Authorities have upgraded to vehicular homicide one of the charges against Ryan Lisabeth, the motorist accused of hitting three children and killing one of them in northwest Atlanta Friday.
Lisabeth, 28, was arrested on multiple charges, including DUI, serious injury by vehicle, reckless driving, driving on the wrong side of the road and possession of a controlled substance, according to online Fulton County Jail records. He was denied bond Monday.
His record includes three DUI convictions, a cocaine-related conviction and an open DUI case that he was scheduled to be sentenced for at the time he went before a judge on the latest charges Monday, Channel 2 reported. Further, he was in a treatment facility at the time of Friday’s incident. His attorney declined to comment about his case.
Isaiah Ward, 9, was taken off life support Sunday afternoon, his family said during a vigil at the site of the crash, which occurred Friday night on Joseph E. Boone Boulevard and Mayson Turner Road. His older brother, 11-year-old Roland, and the other injured child, 12-year-old Timothy Hood, remained in critical condition late Sunday at Children’s Healthcare of Atlanta at Egleston, Channel 2 reported.
Investigators said Lisabeth tried to get away after the incident. Atlanta police provided more details about the accident Monday, saying he was “traveling on Joseph E. Boone at a high rate of speed when he struck a passing truck on the rear as he crossed over the center line. The suspect traveled up onto the sidewalk where three children were standing and talking. The suspect struck the three children, causing them to be thrown in multiple directions. The vehicle continued and struck a second vehicle before becoming disabled and coming to an uncontrolled stop.”
Isaiah’s uncle, Freddie Smith, told Channel 2 his first reaction was to inflict pain on Lisabeth.
“I wanted him to suffer,” Smith said, breaking the word into two, hard syllables. “SUF-FER.”
The neighborhood where the children were struck, Washington Park, is among the most blighted in Atlanta. It’s just a mile and a half west of the Georgia Aquarium, Centennial Olympic Park, College Football Hall of Fame and the Center for Civil and Human Rights downtown. The skyscrapers of midtown are in view. Washington Park, along with the adjacent Vine City and English Avenue neighborhoods, have been the focus of numerous revitalization attempts. While there are longtime working-class residents there, the area has become a haven for drug dealing and other crime.
“It’s dangerous out here, really dangerous,” said Anthony Williams, a security guard at Bright Futures a private school on Joseph E. Boone Boulevard. “That’s what’s going on out here, ‘the business.’ Everybody’s out here doing all types of drugs.”
On Monday morning, children about Isaiah’s age were playing in the school yard of Kipps Ways Academy, another heavily-gated charter school just a short walk away from the scene of the crash.
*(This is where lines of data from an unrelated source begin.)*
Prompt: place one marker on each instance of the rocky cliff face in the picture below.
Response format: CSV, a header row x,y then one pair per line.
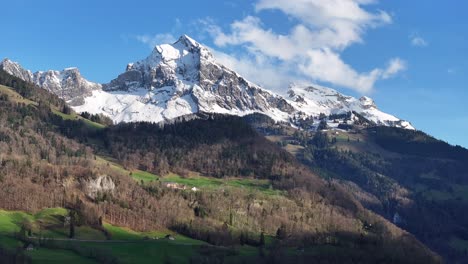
x,y
183,79
186,71
68,83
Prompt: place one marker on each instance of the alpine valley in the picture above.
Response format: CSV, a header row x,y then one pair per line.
x,y
182,160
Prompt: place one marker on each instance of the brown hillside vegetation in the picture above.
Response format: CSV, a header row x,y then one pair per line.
x,y
48,161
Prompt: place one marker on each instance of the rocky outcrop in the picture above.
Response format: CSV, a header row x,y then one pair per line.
x,y
68,84
100,185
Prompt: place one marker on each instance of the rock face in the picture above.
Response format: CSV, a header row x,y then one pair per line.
x,y
102,184
183,79
67,84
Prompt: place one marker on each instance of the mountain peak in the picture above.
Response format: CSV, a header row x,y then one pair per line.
x,y
187,41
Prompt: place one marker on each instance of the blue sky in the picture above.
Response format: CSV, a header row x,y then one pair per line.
x,y
410,56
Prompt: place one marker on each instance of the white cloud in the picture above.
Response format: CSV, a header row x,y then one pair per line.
x,y
153,40
394,67
312,48
258,68
418,41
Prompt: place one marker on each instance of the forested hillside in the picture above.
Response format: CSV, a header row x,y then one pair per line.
x,y
51,157
412,179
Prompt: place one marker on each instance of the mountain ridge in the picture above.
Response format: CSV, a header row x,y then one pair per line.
x,y
184,78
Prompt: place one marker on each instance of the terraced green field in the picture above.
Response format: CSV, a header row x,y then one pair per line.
x,y
207,183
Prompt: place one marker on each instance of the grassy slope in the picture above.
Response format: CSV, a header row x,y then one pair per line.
x,y
207,183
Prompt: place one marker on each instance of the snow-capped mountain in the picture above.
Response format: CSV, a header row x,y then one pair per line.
x,y
184,78
317,99
68,83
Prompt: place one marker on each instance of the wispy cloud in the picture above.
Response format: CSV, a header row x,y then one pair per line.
x,y
313,46
418,41
153,40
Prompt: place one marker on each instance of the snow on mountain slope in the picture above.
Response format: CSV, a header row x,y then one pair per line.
x,y
183,78
180,79
68,83
312,100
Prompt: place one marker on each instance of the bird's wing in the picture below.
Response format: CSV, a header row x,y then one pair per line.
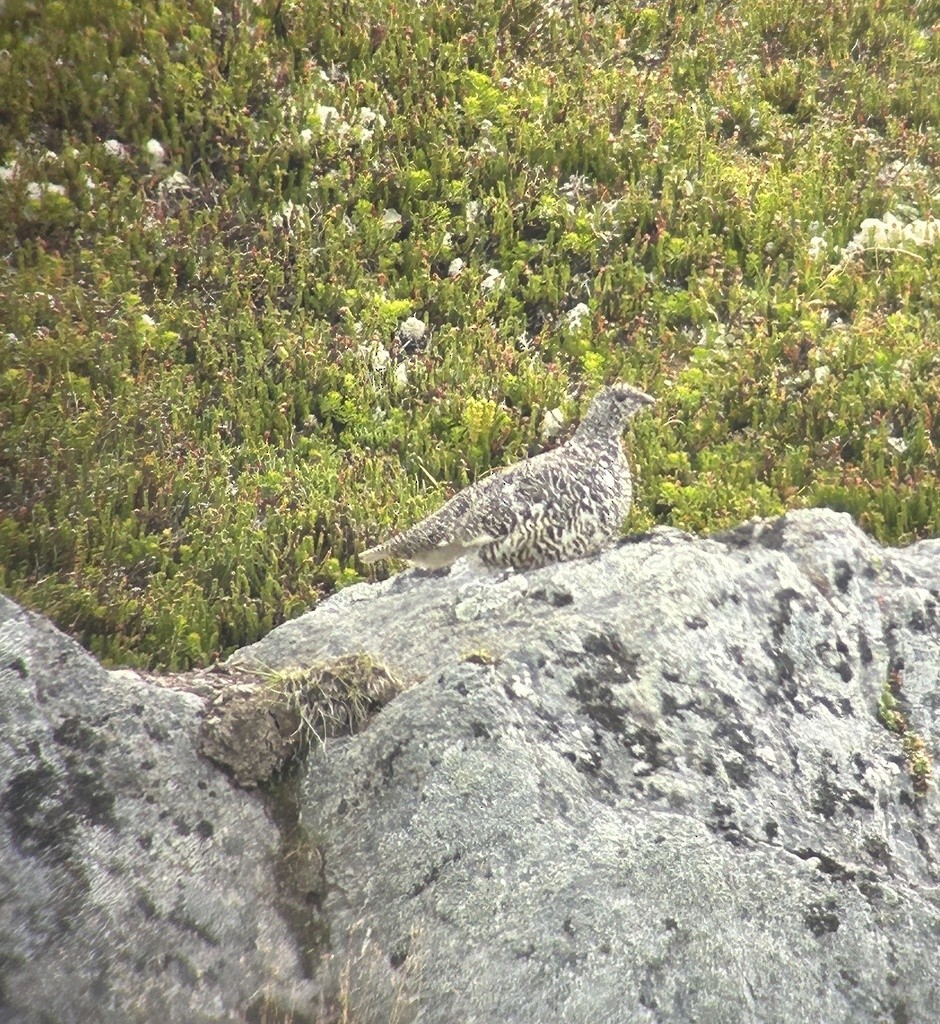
x,y
481,513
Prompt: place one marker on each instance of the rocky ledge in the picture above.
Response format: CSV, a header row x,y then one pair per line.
x,y
684,780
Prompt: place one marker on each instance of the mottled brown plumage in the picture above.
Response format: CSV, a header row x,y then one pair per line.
x,y
563,504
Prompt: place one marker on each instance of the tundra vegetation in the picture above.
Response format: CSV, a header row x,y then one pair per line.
x,y
278,275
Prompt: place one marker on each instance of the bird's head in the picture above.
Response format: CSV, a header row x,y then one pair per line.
x,y
610,410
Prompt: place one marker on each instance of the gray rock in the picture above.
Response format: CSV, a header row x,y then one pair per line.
x,y
648,786
136,883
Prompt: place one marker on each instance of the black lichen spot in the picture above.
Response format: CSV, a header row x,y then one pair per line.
x,y
842,576
785,598
597,700
556,596
821,919
864,649
34,805
900,1014
610,649
737,735
738,773
649,743
18,666
75,734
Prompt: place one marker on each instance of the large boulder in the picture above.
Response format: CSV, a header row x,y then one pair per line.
x,y
684,780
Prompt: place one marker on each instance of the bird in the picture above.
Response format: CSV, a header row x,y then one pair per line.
x,y
563,504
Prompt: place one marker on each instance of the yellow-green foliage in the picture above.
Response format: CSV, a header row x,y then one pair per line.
x,y
206,403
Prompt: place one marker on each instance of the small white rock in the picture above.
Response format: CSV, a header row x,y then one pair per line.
x,y
327,115
897,444
493,281
578,315
412,330
552,424
115,148
391,218
817,247
157,154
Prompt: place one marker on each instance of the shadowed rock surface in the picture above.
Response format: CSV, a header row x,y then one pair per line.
x,y
648,786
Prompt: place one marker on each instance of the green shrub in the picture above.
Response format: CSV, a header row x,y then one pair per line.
x,y
208,403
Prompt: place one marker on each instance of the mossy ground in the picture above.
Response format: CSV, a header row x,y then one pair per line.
x,y
206,404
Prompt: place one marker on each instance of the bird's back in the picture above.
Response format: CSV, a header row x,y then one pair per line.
x,y
563,504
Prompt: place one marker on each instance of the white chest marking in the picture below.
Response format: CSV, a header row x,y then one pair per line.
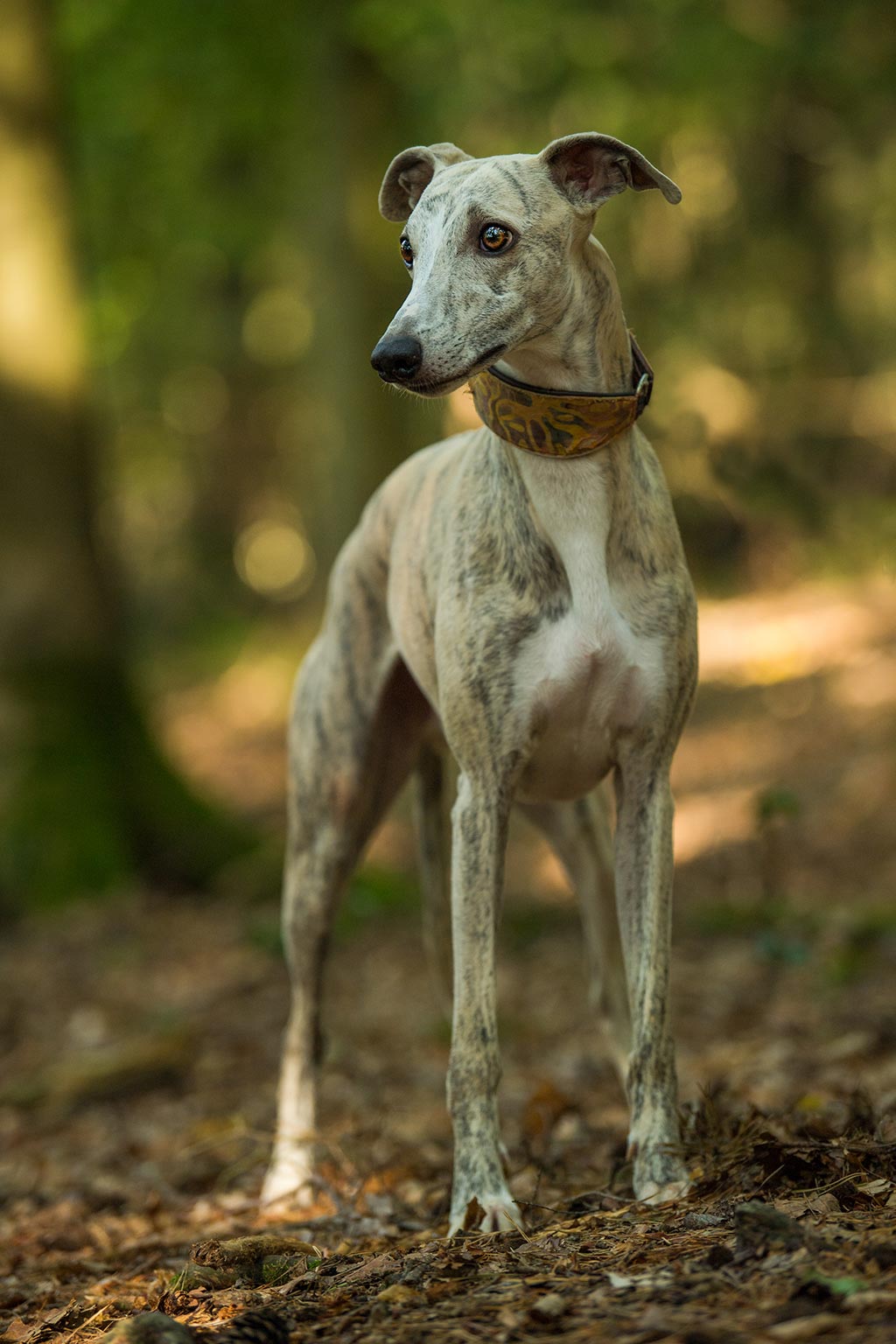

The boulevard is dotted on both sides with rundown apartment buildings, grimy corner markets and boarded up buildings. A makeshift memorial to Isaiah of candles, stuffed toy animals and signs punctuates the boulevard’s bleakness. Williams said gunshots are a common sound in the neighborhood, and crime is such a concern that his school’s campus is guarded 24-hours a day.
“We had a window get hit the other day,” Williams said, his gun holstered on his hip. “But I know at the end of the day, God has got his arm around us.”